In watching Ron Paul work through the idea that states should think long-term and that no power is more "exceptional" than any other--thus freeing it from the consequences of its actions like some divine chosen one--I was called back to Robert Kaplan's recent Atlantic magazine piece on noted political scientist John Mearsheimer.
In Kaplan's profile on Dr. Mearsheimer's body of intellectual work (with an obligatory mention of the Israeli Lobby thesis), and the influence of "realism" on international relations theory, one passage seemed particularly relevant:
Such thinking is prologue to Mearsheimer’s admonition that a struggle with China awaits us. “The Chinese are good offensive realists, so they will seek hegemony in Asia,” he tells me, paraphrasing the conclusion to Tragedy. China is not a status quo power. It will seek to dominate the South China Sea as the U.S. has dominated the Greater Caribbean Basin. He continues: “An increasingly powerful China is likely to try to push the U.S. out of Asia, much the way the U.S. pushed European powers out of the Western Hemisphere. Why should we expect China to act any differently than the United States did? Are they more principled than we are? More ethical? Less nationalistic?”
For the many folks smarter than I am on these matters, can you help a brother out? Is Ron Paul a type of realist--perhaps a "defensive" one? If not, what school of statecraft is Ron Paul an adherent to? Is he a pure isolationist?
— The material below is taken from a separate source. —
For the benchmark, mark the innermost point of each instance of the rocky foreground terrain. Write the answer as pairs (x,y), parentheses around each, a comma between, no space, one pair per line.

I play in these waters at the child's end of the wading pool, and there is no way I could swim in said pool without two life preservers and a rope. Teach me a thing...or ten.
1 comment:
The problems confronting our American civil society are military
economical and political. Barack Obama and Mitt Romney will pursue
the present dialogue concerning these three most aggressive
opponents of our civilian American disasters. Ron Paul will not pursue
the present dialogue concerning our
three most American aggressive civilian disasters and Ron Paul will not pursue the dialogue of Mitt Romney or Barack Obama.